Bmc Women's Health 20(1): 240
ISSN/ISBN: 1472-6874 PMID: 33109159 DOI: 10.1186/s12905-020-01107-1
Female sexual dysfunction is a common condition that negatively impacts the emotional health and quality of life of the affected individuals. Long-acting reversible contraceptives (LARCs) are becoming increasingly popular due to their effectiveness and convenience. LARCs can be hormonal (etonogestrel releasing implant-ENG and Levonorgestrel intrauterine system-LNG) or non-hormonal (copper intrauterine device-CuIUD and copper-silver intrauterine device-SIUD). There are very few studies that assess the influence on LARCS on sexual function are lacking. This study aimed to assess changes in sexual function as well as metabolic and hormonal parameters in women after implantation with LARCs. In this prospective cohort study, we assessed 80 women who visited the Military Police Hospital in Brazil for LARCs placement.
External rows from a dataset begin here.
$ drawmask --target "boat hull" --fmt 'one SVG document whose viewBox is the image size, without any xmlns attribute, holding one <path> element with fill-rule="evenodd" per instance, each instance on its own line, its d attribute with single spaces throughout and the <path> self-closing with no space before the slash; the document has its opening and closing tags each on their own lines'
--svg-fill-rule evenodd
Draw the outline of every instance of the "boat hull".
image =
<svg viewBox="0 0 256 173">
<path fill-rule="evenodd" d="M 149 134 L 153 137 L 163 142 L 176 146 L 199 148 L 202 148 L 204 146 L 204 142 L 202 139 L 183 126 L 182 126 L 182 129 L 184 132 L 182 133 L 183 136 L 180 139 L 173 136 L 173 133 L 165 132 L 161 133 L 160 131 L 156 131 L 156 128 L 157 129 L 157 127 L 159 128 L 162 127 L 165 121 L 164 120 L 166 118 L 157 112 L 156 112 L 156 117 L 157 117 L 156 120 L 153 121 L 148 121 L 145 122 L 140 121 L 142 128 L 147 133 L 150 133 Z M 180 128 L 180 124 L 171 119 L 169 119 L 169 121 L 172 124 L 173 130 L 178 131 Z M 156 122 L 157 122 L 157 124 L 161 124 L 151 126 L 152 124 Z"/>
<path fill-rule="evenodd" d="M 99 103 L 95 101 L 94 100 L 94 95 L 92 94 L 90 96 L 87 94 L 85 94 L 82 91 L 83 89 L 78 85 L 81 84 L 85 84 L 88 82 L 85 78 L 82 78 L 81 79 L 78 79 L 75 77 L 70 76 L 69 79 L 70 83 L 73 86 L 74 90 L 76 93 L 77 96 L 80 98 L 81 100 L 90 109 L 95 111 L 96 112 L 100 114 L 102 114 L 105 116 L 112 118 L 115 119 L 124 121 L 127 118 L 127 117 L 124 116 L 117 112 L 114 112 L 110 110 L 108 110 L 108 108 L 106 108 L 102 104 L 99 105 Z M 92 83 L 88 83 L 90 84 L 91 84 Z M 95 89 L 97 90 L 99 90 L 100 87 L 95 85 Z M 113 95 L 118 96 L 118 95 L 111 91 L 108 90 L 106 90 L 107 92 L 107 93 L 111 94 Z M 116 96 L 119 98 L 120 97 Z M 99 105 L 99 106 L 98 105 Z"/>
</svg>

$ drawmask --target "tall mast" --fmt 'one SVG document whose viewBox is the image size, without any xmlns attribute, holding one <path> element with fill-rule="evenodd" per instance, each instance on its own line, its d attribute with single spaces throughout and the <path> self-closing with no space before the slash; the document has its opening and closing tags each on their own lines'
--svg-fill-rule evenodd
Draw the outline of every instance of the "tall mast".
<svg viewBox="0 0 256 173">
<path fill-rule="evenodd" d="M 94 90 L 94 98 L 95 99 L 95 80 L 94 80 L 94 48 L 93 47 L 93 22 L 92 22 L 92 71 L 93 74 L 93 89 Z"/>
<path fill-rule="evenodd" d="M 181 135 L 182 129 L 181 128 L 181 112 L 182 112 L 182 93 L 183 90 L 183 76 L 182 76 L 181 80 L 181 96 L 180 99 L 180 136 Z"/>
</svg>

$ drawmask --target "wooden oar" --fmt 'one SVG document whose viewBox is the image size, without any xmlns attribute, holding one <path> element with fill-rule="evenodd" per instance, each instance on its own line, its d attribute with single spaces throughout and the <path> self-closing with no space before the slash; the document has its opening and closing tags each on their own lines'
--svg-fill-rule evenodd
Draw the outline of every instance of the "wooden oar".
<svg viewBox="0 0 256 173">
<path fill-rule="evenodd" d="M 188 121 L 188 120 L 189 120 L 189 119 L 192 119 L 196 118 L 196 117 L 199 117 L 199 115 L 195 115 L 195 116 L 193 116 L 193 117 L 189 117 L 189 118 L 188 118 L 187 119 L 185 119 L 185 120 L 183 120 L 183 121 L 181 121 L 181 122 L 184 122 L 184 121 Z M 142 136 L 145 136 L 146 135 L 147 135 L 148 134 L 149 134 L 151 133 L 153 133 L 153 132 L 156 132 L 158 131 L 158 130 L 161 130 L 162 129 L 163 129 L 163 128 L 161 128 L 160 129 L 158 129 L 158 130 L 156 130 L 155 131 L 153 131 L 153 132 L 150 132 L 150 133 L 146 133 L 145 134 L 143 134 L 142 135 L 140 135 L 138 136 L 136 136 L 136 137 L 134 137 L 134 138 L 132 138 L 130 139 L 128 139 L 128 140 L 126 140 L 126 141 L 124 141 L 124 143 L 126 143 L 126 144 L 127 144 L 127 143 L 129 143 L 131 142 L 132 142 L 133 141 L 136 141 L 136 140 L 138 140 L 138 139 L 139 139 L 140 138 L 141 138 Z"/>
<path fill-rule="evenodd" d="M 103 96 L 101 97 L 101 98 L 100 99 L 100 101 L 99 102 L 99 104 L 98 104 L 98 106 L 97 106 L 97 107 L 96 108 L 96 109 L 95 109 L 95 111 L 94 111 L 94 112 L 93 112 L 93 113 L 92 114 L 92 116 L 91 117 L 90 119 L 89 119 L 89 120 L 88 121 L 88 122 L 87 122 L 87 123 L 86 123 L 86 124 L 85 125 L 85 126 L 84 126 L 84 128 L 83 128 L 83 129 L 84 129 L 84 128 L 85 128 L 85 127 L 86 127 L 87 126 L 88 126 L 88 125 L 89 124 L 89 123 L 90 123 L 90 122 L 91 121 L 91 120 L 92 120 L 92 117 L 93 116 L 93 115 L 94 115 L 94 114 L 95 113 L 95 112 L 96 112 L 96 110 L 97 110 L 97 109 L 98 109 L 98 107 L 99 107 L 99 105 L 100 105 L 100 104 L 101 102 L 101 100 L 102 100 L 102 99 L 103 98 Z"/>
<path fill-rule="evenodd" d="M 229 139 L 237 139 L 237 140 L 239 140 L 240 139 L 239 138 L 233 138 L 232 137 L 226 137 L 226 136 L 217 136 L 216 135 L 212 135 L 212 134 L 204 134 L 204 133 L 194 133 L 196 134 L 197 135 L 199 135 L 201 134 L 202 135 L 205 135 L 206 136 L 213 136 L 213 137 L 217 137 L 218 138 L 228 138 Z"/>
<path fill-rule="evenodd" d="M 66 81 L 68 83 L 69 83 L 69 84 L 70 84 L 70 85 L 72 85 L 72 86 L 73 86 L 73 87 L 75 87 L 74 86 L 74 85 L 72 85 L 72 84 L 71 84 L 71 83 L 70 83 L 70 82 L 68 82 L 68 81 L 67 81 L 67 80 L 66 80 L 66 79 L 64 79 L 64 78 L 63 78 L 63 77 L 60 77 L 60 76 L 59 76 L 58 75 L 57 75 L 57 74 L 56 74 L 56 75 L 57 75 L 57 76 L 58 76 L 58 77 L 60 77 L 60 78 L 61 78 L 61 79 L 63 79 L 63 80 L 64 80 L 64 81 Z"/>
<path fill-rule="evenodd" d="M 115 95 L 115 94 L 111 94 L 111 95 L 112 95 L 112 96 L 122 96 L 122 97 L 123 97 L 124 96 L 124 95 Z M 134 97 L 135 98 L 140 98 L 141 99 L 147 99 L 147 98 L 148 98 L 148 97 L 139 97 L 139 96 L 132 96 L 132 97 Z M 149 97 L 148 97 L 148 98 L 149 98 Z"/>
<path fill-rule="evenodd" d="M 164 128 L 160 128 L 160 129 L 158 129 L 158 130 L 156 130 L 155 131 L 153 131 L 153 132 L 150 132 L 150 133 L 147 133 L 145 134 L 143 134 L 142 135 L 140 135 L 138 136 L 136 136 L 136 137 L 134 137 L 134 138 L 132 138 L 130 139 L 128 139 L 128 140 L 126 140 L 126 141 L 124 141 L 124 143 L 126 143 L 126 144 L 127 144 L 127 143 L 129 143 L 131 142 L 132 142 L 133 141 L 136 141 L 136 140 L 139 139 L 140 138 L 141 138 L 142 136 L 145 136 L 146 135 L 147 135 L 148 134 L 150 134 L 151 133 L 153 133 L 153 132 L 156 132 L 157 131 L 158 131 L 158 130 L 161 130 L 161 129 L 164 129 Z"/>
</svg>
The study participants were divided into 4 groups according to the type of LARC received: ENG n = 17; LNG n = 22, CuIUD n = 18 and SIUD n = 23. The four groups were evaluated twice (prior to LARC placement and approximately 3 months later) for sexual function, using the Female Sexual Function Index (FSFI) and Female Sexual Quotient (QS-F) questionnaires. Metabolic and hormonal parameters were also assessed using blood tests. ENG worsened sexual function according to FSFI and QS-F, across all domains. A decrease in sex hormone-binding globulin (SHBG) between stages was observed for all groups. We observed an improvement in sexual function for non-hormonal LARCs, specially SIUD. However this improvement was not statistically significant. The use of non-hormonal LARCS improved sexual function. Etonogestrel implants, had a negative influence on sexual function, probably by blocking ovarian function, and thus reducing the production of androgens and estrogens.